Neither Hawahee or Sestrina remembered the moment when sleep lulled their exhausted mind and body to rest. They must have slept two or three hours, for when Sestrina opened her eyes the stars had begun to take flight. The terrors of the night had been too cruel to make her think she had awakened from a dream. In a moment she had realised everything. She even gazed calmly upward and tried to see the birds that sang so weirdly sweet in the palms overhead. Dawn was stealing over the ocean. For a moment she stared at the ocean skyline. Out beyond the just visible reefs lay the wreck of the Belle Isle. The hull lay right over, the broken masts and spars pointed or leaning shoreward. In the calm waters that were surrounded by reefs, she saw two floating dark forms. She saw the ghastly death-stricken face of one of the forms as the head bobbed about, the body turning round and round to the slight swell of the water that heaved against the barrier reef beyond.

“Come away, wahine. I will place the dead to rest.”

It was Hawahee who spoke. He had suddenly awakened and found Sestrina standing beside him, staring at the dead bodies of the lepers. They had drifted in during the night.

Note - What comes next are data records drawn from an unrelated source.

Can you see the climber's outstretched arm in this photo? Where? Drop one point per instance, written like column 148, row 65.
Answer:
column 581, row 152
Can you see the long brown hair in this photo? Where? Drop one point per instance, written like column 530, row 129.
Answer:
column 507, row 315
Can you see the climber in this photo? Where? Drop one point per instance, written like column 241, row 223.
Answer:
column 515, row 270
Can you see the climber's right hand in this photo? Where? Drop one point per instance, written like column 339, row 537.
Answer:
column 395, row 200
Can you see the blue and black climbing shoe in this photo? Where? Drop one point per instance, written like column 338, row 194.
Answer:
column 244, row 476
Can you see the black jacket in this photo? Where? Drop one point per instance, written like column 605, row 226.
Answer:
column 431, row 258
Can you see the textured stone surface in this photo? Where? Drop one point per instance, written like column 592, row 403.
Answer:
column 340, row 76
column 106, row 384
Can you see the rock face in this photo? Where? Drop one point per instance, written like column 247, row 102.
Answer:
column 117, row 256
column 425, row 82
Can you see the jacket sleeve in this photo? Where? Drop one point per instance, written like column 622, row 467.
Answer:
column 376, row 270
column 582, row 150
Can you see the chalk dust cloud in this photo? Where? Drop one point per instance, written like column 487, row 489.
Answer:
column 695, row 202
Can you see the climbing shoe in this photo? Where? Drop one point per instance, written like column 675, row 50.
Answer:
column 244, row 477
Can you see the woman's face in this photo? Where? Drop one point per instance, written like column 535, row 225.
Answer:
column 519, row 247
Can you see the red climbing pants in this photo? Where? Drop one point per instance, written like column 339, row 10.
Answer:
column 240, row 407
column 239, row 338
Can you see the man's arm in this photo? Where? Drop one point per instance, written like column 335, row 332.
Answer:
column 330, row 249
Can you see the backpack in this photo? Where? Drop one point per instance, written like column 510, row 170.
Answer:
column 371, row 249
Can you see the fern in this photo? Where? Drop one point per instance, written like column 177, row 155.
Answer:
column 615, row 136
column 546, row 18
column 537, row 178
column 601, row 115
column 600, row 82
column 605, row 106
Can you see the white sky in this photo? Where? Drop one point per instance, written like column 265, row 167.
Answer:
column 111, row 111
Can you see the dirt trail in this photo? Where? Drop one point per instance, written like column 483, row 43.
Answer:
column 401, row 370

“Come on, Sestra,” said the man. His voice was full of tenderness. The weeping girl followed him up the beach. In a few minutes they found a comfortable spot under the shades of the thick groves of breadfruit trees. “Here will do, wahine,” said Hawahee, as he looked up at the beautiful trees that spread their wealth of yellowing fruit amongst the rich glossy leaves. It was a beautiful spot. Even the bright-plumaged birds that haunted them seemed to welcome those sad strangers from the seas. “Chir-rip! cheer-up!” they seemed to say, as Hawahee and Sestrina gazed up at the fruit-loaded boughs that hung over them, so green and bright in the infinite loveliness of Dame Nature’s unostentatious hospitality.

“Here is food, wahine, and there is drink,” said Hawahee, as he gazed first on the yellowing breadfruit and then at the tall palms, on which hung tawny clusters of ripening coco-nuts.

“Wait, wahine, till I return,” said the Hawaiian. In a few moments he returned with a great armful of soft seaweed and moss. “Lie there and rest,” he said to Sestrina. Then the Hawaiian went down to the beach and, wading out to the deep water, dragged the bodies of the two dead lepers ashore. In a few moments he had dug a deep hole in the soft sand where the waters rolled up the beach by the promontory. When he had placed the bodies in the hollow he got several large lumps of coral rock and dropped them over the spot, so that when the tides were high the waters would not wash the sands away. Then he bathed himself in the cool sea water. After that he gathered fruits and coco-nut and took them to the lepers, but they took no notice of him, being fast asleep, exhausted. Hawahee was delighted when he found a large slope whereon grew wild feis (bananas). Gathering the luscious fruit, he hastened back to Sestrina, and told her to eat and drink. The shipwrecked girl felt greatly revived when she had eaten the wild feis and had drunk refreshing coco-nut milk. As the sun climbed high in the heaven and blazed over the tropic seas and the innumerable birds of the isle shrieked and sang, Sestrina felt less depressed. It was only when she followed Hawahee across the valley and caught sight of the huddled forms of the poor lepers, that her mind became darkened again. Lupo and Rohana stirred in their slumber, and then suddenly sat up.

“Aloah, wahine,” they murmured, as they caught sight of the girl, and smiled.

Sestrina nodded, and wondered why the stricken men should look so cheerful in such a pass. She could not realise how thankful the lepers felt to their gods in having the freedom of that little island world before them.